For me sadly woodworking isn't my day job, it was once and I'd really like to be working at it full time again.

If a member of the public came up to me with a picture of something they wanted reproduced I'd try and get as much information about the piece as I can and ask them what exactly are they looking for ? and how much do they want to spend ?.

Did they just hear about this guy in a workshop who makes things from wood and they decided to show him a picture from a catalogue and ask him to reproduce it hoping to get it done for less ( which sadly is usually the case for me :-/ ), or are they fed up of buying these nice looking pieces that just don't seem to last.

If the piece is made from ply or MDF I'll ask if they want it made the same or from solid and explain that the price would be greater in solid and explain why.

Id also ask when do they want it and if they're happy with butt joints just screwed and glued together or mortice and tenon joinery, and both are perfectly ok but for me the final price would be different.

When doing my final pricing I have certain obvious rules or guidelines I will stick to (kind of .. I'll explain later )

Cost of all materials must be covered !!!! Whatever about not being properly paid for my time I will not leave myself, another business or another person out of pocket on materials that I purchased and I usually ask for materials cost upfront to guarantee this. Also I do not charge extra for materials, if I pay X amount for wood, glue etc etc that's what I charge the client even if I'm getting a good deal.

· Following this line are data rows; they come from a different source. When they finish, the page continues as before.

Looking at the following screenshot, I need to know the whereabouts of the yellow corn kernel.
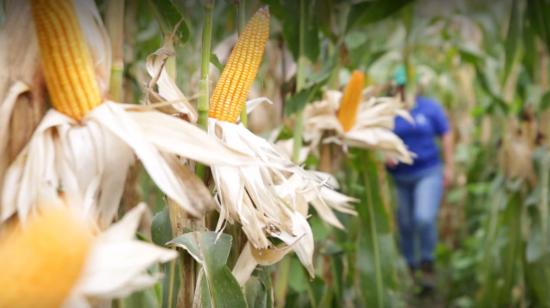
[31,0,101,120]
[208,8,269,123]
[338,71,365,132]
[0,207,93,307]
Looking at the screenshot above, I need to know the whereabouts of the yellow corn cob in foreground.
[0,207,92,308]
[208,8,269,123]
[338,71,365,132]
[31,0,101,120]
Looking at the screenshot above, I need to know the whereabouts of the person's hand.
[443,165,455,189]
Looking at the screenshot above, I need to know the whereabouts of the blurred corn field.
[0,0,550,308]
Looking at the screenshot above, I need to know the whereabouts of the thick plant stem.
[237,0,248,127]
[197,0,214,180]
[361,152,385,307]
[292,0,306,163]
[105,0,124,102]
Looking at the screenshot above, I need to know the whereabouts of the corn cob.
[31,0,101,120]
[338,71,365,132]
[0,207,93,307]
[208,8,269,123]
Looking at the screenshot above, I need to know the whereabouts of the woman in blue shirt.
[388,71,453,291]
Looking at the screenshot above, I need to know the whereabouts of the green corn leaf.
[169,232,247,308]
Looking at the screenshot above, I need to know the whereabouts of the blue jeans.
[393,165,443,267]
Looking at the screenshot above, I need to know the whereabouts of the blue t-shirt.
[388,96,449,175]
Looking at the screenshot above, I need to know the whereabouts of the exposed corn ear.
[31,0,101,120]
[0,207,93,307]
[338,71,365,132]
[208,8,269,123]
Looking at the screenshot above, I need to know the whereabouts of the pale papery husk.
[0,0,251,228]
[0,0,45,200]
[208,118,355,282]
[0,102,250,228]
[304,89,414,164]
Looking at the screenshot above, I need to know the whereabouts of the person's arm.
[441,130,454,188]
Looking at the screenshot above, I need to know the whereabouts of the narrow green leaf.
[169,232,246,308]
[210,54,223,72]
[151,207,172,246]
[149,0,191,44]
[503,0,521,84]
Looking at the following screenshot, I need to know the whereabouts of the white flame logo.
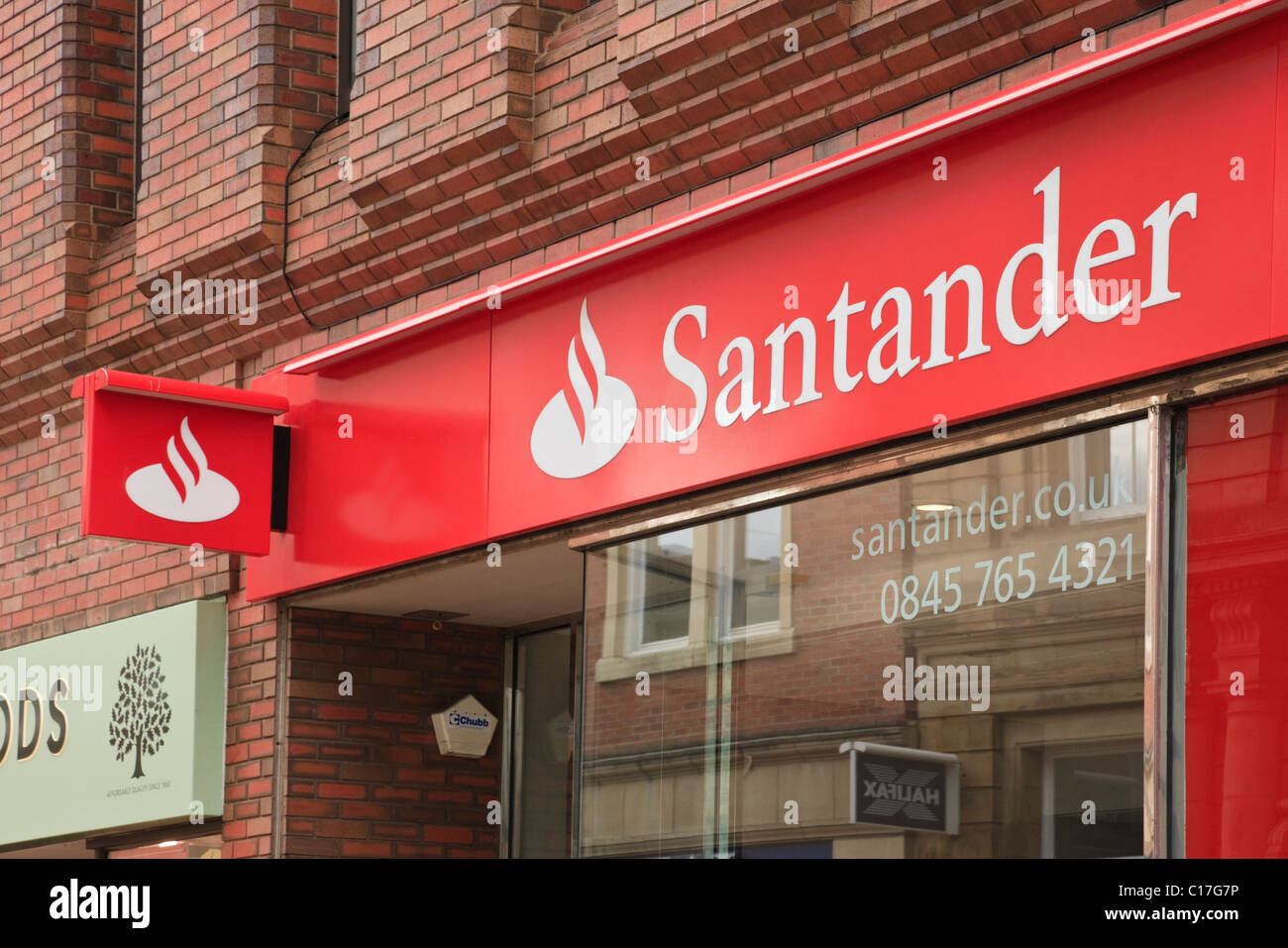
[125,415,241,523]
[531,300,635,479]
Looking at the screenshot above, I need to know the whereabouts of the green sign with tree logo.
[0,599,227,846]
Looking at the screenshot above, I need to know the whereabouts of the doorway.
[502,622,579,859]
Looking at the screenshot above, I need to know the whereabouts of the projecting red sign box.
[72,369,287,555]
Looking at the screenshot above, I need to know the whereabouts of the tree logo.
[107,645,170,778]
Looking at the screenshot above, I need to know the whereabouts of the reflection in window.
[580,422,1146,858]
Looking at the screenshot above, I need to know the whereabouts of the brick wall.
[282,609,503,858]
[0,0,1216,855]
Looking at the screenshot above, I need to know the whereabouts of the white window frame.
[1040,741,1145,859]
[595,503,795,682]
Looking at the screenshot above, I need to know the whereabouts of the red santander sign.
[73,369,286,555]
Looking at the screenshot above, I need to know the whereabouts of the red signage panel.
[73,370,286,555]
[249,311,491,595]
[249,4,1288,597]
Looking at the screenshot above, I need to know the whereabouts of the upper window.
[580,421,1150,858]
[335,0,358,115]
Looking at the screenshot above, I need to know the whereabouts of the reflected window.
[579,422,1147,858]
[627,529,693,649]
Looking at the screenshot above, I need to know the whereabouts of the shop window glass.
[580,421,1147,858]
[1184,386,1288,858]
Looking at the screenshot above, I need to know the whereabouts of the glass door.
[506,626,576,859]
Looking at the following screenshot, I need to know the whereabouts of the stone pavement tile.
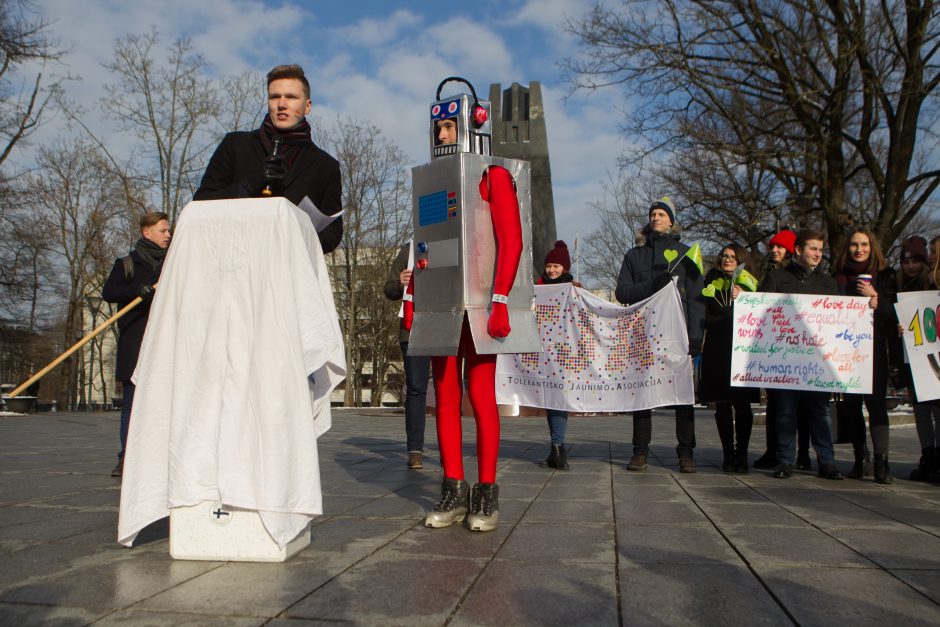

I run through the project in my head and how I'm going to make the piece and what tools I use and add the cost of wear and tear on blades and machines and also electricity, for me this usually bounces around the 20% to 30% of the cost of materials, I use a percentage because the more materials I have the more machining I usually have to do but I do run through the process in my head over and over again so I can keep it to a minimum.

After that I earn €10 an hour in my day job and it's what I pay the people working with me so for me it's a fair amount and if I'm in my workshop on someone else's dime I work as fast as I safely can to produce what the Client is looking for.

With all that being said

I was asked to reproduce a wardrobe by girlfriend, the originals were mass produced of ok quality in a material that I have never seen before!!! I made it from mahogany mortice and tenoned all the joints and painted the whole thing . ( got a great reaction from our brothers in the forum for that :D )

My girlfriend doesn't know what a mortice and tenon is and she couldn't tell mahogany from sandpaper.

The materials alone cost me around €300 I spent about 6 days total including gluing and finish and the final price for my lovely lady was ........ Private !!!!